You know, you look at us in energy and we've always said don't try and predict the oil price because it is emotional and it's going to be range bound. As you look at the supply and demand aspects in twenty twenty six, again we see an improvement in the back half of the year. There's enough supply out there at the moment, but as you look at beyond twenty six,
demand continues to increase. Oil is always going to be important, it's going to be core for certain end markets, and so we think it will be range bound and twenty twenty six again being relatively soft.
Lorenzo, there's been a lot of optimism over the past couple of weeks in you and your peers about the opportunity in Venezuela. By some measures, you're one of the largest, if not the largest, having the largest base of some of the machinery in the rear in itself. You've talked to our Bloomberg News colleagues before about optimism in Venezuela. Have you started yet to ramp up production or are those plans in place to help with the infrastructure build out.

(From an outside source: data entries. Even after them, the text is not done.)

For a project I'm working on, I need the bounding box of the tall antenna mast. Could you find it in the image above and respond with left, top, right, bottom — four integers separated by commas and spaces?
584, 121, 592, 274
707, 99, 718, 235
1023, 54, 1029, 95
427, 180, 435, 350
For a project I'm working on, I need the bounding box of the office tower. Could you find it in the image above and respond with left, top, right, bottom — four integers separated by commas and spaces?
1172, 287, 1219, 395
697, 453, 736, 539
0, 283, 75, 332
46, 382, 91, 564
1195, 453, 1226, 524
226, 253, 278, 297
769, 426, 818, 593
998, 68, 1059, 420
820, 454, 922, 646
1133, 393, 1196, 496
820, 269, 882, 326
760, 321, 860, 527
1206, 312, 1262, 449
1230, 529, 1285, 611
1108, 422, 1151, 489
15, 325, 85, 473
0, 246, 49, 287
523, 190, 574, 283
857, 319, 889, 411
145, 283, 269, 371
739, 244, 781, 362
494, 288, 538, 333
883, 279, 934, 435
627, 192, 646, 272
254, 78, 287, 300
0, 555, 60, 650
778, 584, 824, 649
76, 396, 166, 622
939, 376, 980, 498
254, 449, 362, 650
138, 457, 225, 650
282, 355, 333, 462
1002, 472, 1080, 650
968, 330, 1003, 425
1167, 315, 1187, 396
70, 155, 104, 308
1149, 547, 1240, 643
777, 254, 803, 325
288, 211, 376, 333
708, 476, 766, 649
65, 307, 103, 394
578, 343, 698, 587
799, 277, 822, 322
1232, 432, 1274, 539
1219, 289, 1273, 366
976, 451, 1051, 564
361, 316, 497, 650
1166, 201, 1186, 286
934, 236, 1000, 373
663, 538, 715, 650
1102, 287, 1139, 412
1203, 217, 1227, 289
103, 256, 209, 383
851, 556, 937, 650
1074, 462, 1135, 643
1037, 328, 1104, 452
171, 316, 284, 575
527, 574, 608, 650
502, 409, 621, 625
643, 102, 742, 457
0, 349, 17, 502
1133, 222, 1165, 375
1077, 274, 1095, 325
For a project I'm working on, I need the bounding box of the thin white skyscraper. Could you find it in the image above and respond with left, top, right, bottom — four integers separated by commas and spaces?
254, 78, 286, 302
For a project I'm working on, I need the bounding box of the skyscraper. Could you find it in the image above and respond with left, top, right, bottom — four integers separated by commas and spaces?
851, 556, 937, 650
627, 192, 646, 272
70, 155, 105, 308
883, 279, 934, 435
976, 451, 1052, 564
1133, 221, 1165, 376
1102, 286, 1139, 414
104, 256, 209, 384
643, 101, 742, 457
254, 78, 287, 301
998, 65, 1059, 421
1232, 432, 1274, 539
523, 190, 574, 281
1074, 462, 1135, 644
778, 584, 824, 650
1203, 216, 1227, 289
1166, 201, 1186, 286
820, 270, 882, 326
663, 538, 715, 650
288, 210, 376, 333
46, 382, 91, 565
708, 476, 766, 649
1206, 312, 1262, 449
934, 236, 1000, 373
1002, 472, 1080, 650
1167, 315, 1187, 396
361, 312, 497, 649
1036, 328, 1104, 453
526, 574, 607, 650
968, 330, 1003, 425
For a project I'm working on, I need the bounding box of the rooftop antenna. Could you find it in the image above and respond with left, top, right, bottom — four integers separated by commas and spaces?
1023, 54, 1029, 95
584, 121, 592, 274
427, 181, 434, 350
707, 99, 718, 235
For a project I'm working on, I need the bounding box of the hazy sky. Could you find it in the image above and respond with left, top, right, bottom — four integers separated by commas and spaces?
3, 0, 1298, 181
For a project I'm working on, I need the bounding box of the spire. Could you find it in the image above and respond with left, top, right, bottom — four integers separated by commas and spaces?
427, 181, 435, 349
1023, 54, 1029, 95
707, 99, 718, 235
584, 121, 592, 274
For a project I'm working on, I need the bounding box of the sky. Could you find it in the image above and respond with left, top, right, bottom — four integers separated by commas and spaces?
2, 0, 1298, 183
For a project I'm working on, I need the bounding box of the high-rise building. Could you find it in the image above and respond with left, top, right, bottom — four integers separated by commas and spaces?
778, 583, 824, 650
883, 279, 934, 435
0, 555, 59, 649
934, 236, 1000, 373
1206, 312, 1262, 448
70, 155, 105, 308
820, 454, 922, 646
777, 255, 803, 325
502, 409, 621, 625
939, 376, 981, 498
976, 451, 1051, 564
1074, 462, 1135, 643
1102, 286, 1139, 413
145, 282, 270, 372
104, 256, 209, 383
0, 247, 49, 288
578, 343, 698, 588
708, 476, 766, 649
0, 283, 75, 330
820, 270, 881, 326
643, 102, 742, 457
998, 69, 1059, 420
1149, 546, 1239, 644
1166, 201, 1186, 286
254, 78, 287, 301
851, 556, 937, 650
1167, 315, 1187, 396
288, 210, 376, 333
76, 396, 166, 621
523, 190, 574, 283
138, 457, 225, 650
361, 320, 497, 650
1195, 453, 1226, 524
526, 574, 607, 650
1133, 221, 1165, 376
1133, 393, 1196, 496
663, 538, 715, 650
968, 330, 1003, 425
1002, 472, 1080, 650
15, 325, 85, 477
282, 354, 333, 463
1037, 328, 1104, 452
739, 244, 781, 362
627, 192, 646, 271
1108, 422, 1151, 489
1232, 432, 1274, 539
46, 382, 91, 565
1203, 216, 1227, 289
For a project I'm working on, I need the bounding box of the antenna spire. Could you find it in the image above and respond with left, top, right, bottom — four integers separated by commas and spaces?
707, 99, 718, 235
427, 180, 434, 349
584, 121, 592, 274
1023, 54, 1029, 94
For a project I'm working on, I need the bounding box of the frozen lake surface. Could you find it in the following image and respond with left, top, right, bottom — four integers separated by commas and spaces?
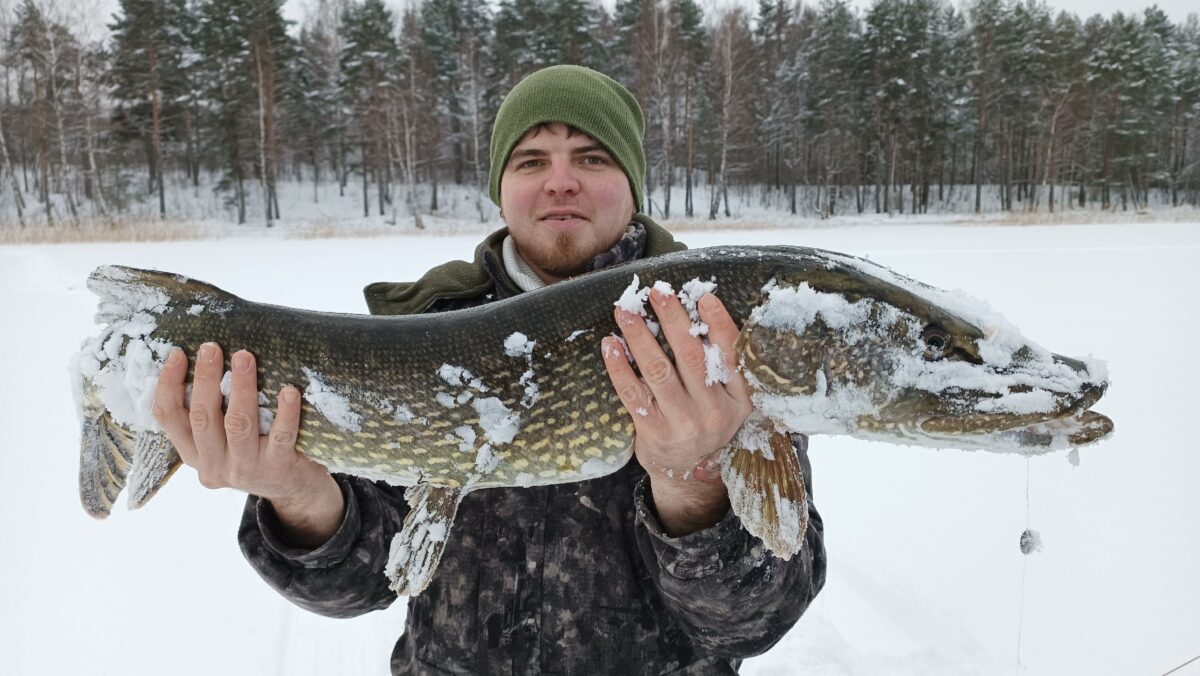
2, 219, 1197, 675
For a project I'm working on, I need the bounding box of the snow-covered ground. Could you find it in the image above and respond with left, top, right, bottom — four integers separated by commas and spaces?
1, 218, 1197, 675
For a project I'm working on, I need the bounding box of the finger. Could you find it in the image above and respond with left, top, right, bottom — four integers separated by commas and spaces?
189, 342, 228, 480
262, 385, 302, 460
224, 350, 262, 470
697, 294, 750, 400
153, 347, 200, 467
601, 335, 658, 420
614, 308, 688, 416
648, 287, 711, 395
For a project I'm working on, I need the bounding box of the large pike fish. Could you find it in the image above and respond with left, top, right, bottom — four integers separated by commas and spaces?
73, 246, 1112, 595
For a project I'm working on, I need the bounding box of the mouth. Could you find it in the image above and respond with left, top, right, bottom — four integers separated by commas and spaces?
918, 381, 1112, 448
538, 211, 589, 230
999, 409, 1113, 447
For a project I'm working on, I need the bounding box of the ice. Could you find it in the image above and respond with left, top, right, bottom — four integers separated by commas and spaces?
679, 277, 718, 336
447, 425, 476, 452
704, 343, 730, 385
752, 281, 873, 333
437, 363, 485, 391
301, 366, 362, 433
503, 332, 535, 358
518, 369, 539, 408
615, 274, 649, 314
22, 220, 1194, 676
472, 396, 520, 445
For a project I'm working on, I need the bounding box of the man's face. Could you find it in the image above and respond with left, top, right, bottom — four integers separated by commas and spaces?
499, 122, 636, 283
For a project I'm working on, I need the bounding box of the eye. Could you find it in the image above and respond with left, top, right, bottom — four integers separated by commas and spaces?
922, 326, 949, 359
517, 159, 543, 169
581, 155, 608, 165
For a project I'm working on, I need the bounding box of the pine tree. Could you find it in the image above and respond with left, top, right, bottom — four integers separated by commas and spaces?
109, 0, 192, 217
805, 0, 862, 214
705, 6, 756, 219
543, 0, 607, 67
340, 0, 399, 216
290, 7, 345, 201
672, 0, 706, 217
193, 0, 293, 224
965, 0, 1006, 212
421, 0, 492, 190
491, 0, 550, 94
753, 0, 793, 192
1166, 15, 1200, 205
861, 0, 910, 213
8, 0, 81, 222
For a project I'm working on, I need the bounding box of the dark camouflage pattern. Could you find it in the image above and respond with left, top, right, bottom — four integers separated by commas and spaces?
239, 222, 827, 674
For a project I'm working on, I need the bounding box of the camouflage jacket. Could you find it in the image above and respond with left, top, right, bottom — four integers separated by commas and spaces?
239, 215, 827, 674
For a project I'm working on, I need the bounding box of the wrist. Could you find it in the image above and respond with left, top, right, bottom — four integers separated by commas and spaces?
267, 472, 344, 549
649, 476, 729, 537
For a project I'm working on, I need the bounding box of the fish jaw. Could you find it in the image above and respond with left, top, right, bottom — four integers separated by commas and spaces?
738, 272, 1114, 453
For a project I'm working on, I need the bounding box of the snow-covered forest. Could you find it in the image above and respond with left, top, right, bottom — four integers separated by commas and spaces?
1, 0, 1199, 229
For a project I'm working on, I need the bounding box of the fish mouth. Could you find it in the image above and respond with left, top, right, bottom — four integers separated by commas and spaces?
997, 409, 1113, 447
919, 381, 1112, 448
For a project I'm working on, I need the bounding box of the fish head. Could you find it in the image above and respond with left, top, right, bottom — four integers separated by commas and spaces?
738, 253, 1113, 453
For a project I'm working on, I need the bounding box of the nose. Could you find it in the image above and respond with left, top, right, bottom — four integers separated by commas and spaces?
543, 160, 581, 196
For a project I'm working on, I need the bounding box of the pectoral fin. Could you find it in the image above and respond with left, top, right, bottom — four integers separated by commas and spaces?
720, 415, 810, 559
385, 483, 464, 596
127, 431, 182, 510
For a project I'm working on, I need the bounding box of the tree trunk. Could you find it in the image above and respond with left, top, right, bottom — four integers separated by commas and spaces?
685, 76, 693, 218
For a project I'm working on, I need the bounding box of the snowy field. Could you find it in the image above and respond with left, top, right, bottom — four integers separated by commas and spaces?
1, 218, 1198, 675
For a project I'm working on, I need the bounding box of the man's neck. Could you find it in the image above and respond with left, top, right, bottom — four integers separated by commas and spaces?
501, 236, 553, 291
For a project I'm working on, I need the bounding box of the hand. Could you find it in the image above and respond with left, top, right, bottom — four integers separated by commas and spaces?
153, 343, 343, 547
601, 289, 752, 535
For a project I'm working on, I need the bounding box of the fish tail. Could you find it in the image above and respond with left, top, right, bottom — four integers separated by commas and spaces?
127, 431, 183, 510
720, 417, 810, 559
78, 386, 136, 520
88, 265, 236, 324
78, 381, 184, 518
78, 265, 212, 518
386, 483, 465, 596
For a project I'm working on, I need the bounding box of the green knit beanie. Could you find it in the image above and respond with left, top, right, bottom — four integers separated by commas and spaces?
488, 65, 646, 210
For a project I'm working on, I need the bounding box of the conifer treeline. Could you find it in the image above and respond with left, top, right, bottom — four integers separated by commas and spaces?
1, 0, 1198, 226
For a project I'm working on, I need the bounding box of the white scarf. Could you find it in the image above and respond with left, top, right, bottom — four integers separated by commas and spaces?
501, 235, 548, 292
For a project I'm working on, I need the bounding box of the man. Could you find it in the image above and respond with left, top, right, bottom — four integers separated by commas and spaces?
153, 65, 825, 674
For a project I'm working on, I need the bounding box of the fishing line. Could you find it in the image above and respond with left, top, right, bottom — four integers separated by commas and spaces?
1161, 652, 1200, 676
1015, 456, 1032, 675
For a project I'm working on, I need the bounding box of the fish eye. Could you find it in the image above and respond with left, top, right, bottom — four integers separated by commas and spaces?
922, 326, 949, 358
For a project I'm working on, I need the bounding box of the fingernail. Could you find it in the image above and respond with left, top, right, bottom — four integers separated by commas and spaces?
167, 348, 183, 364
616, 310, 636, 327
233, 351, 251, 373
199, 343, 216, 361
280, 387, 297, 404
700, 294, 719, 309
601, 337, 618, 359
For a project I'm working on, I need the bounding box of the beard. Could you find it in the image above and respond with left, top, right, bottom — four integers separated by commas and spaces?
520, 231, 599, 279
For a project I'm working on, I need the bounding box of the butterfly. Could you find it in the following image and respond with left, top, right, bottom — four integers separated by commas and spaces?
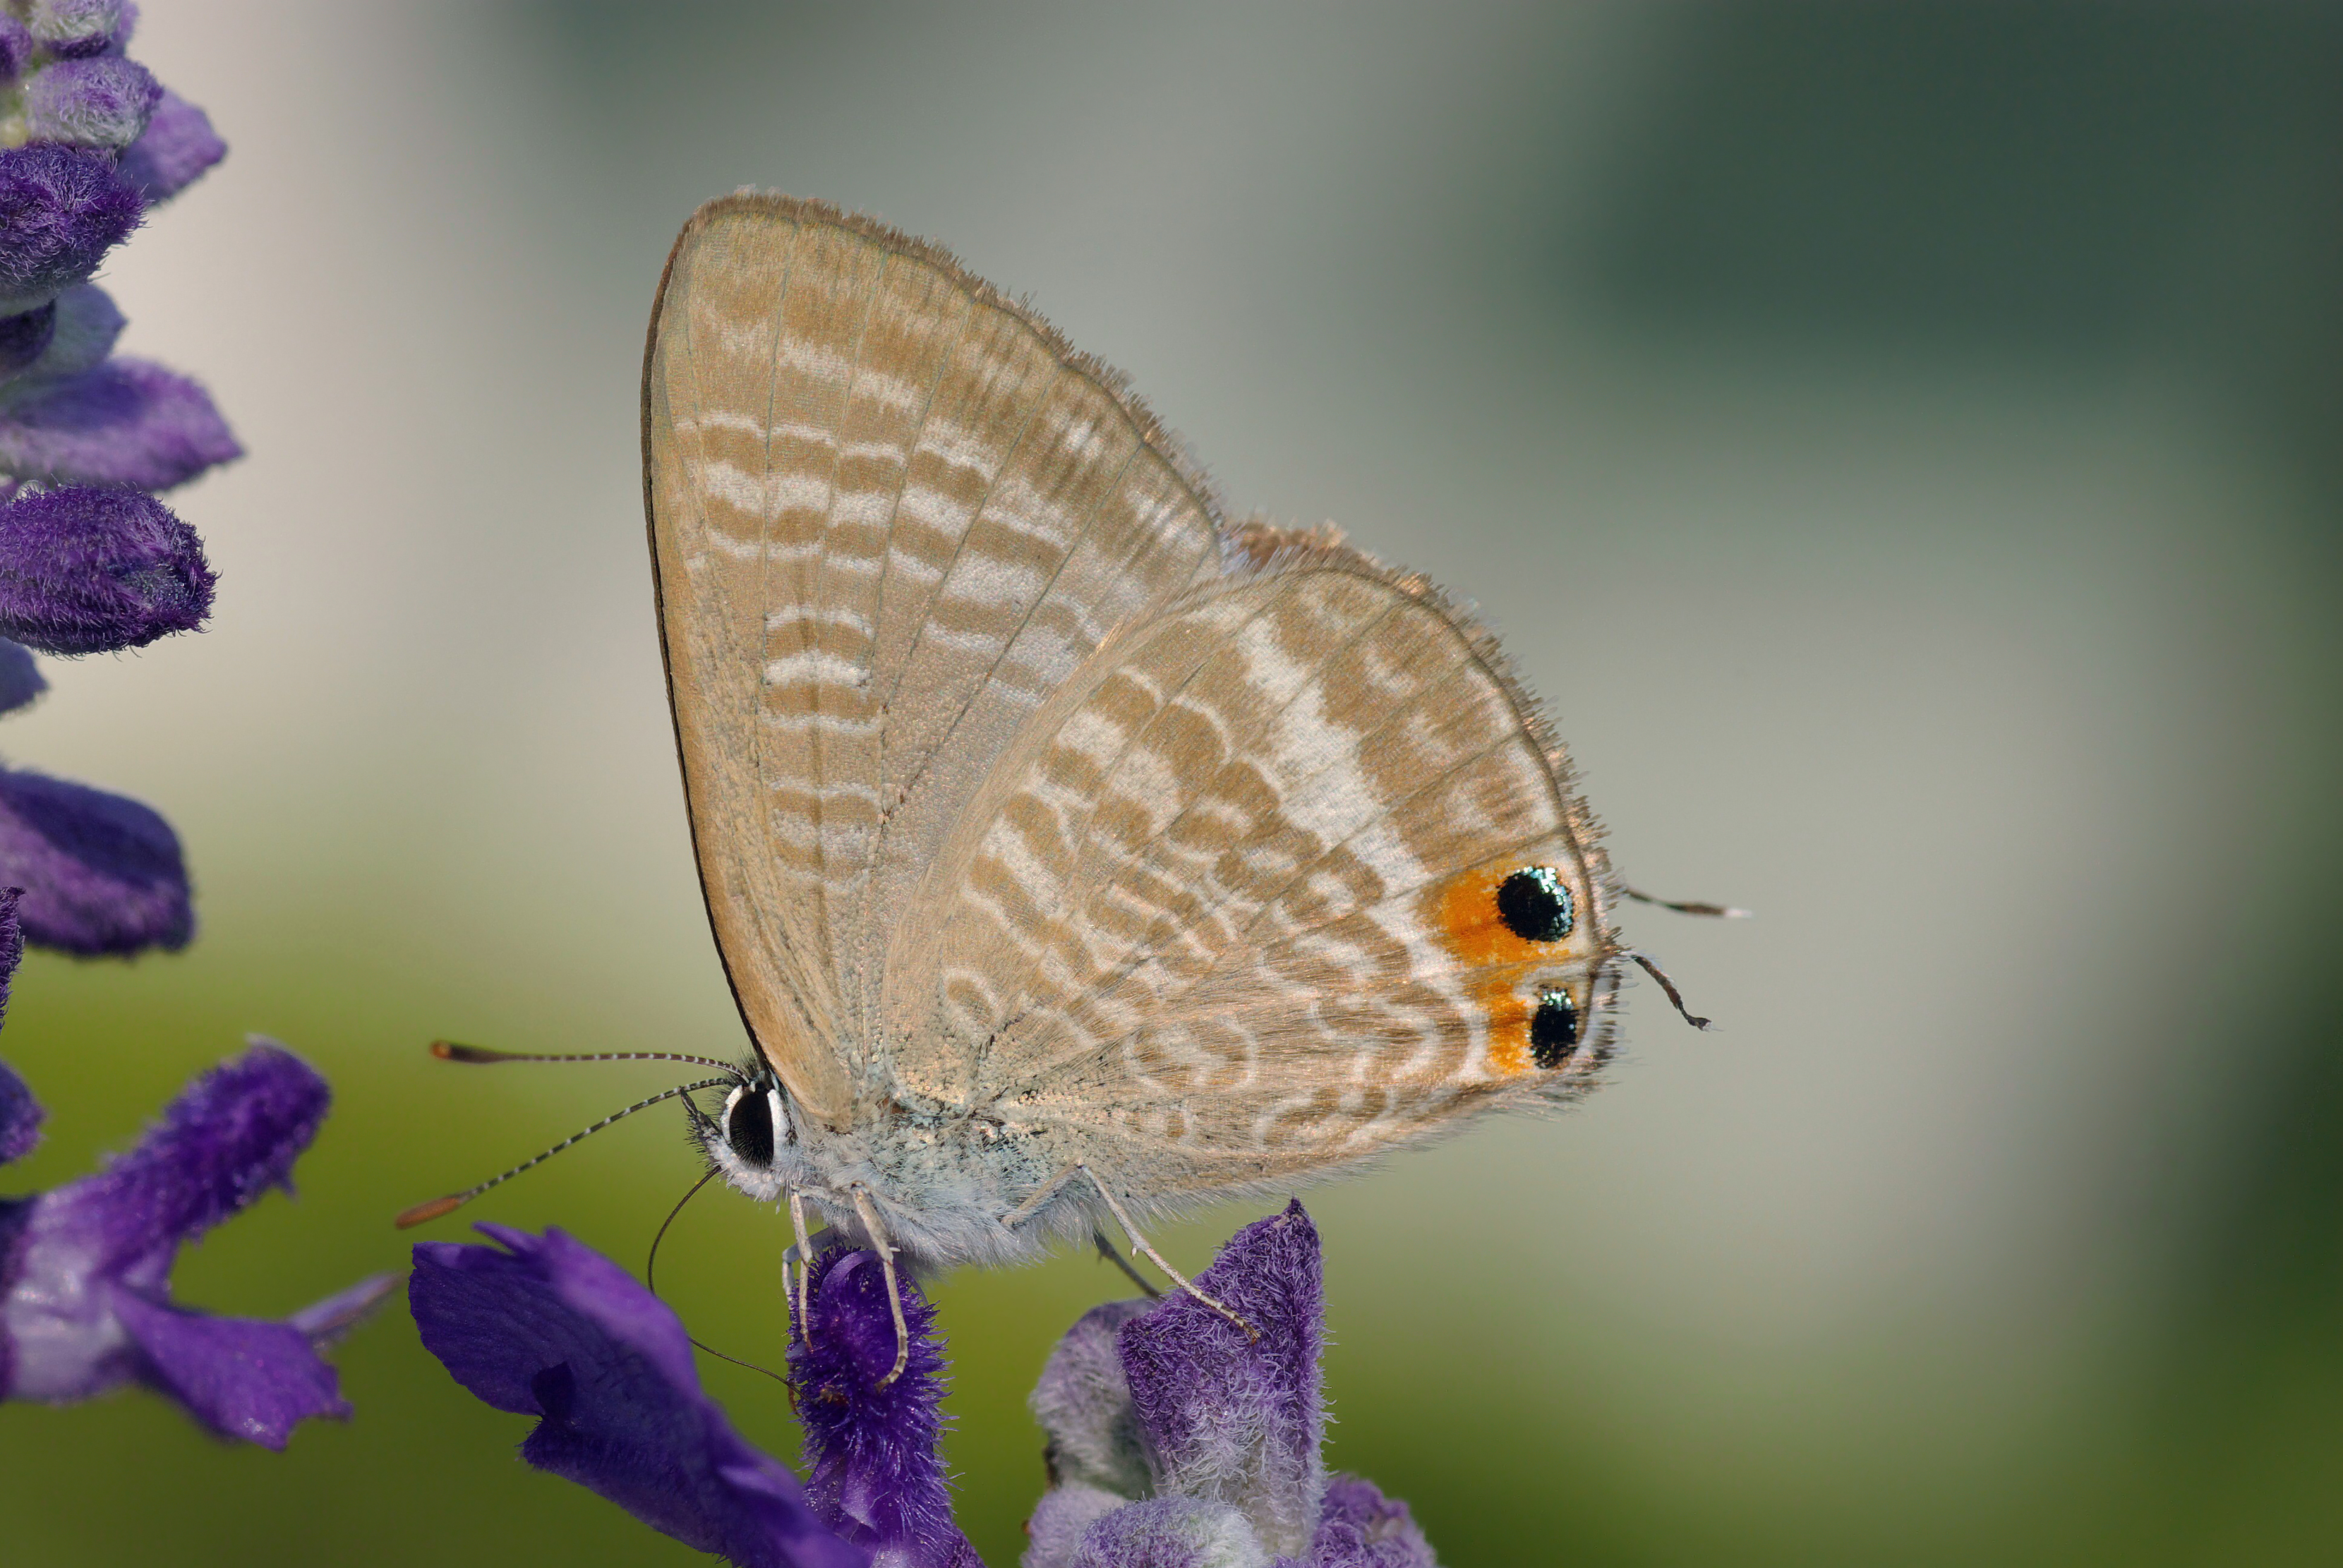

Venezuela is a clear opportunity for Bakers Hughes, and again, we have a long history just as a reference point, back in twenty twelve across our oil field services and also our industrial energy technology segments, we were revenues of five hundred million. We've got a very large installed base of existing compressors, engines or production, and we see that opportunity being there going forward as well as you look
to ramp up production. We have been operating within Venezuela under the license that's available and helping the operators with the license.
And we're obviously working.
Closely with the administration and understanding how we go in with the broader portfolio as the legal framework becomes understood, and also as we surely understand the safety of our operations and our employees.
At the same time, five hundred million dollars seems like small potatoes for a big company like Baker Hughes, and certainly for the opportunity.
That exists in.
Venezuela with the largest oil reserves of any country in the world. How high do you think it could go there in terms of revenue for you? And what kind of guarantees security guarantees do you need to see before investing more into that economy.
If you look at it from a twenty twelve perspective, that was an annual number and you think what's happened to the production since then? It's been declining, and the infrastructure obviously.
Needs repair, it needs OA hole.
So there's a significant opportunity not just from a opex perspective of annual activity, but really the infrastructure improvement going forward.
I wouldn't state a number right now.
But clearly it's an opportunity that we see given the reserves that Venezuela has and also the backdrop of experience that we have there with regards to safety again, employee safety and just making sure that the right framework is there is important. It was there before, so again working with the authorities to make sure it's in place. And we have good experience of navigating different environments as many
other companies do as well. So we are optimistic about Venezuela and we are watching it closely.
Have you had conversations with administration? How easy and how seamless are they going to make it in terms of things like getting any additional licenses you might need, any support from this administration, what are they willing to back up?
Again, those discussions are ongoing. I think you've seen some of those dialogues and also what's been said by the administration. Clearly there's a dialogue around incremental licenses, how to invest, how to think about the aspect of also payments, etc. And all of that is being worked on. You've got Department of Energy, you've got the National Energy Dominance Council, you've got the secretaries involved, and so there's a large team that's actively working this.
All right, Lorenzo, thanks so much for joining us. Lorenzo Simonelli there the CEO of Baker Hughes, talking about their foray into AI data centers, as well as investment in Venezuela.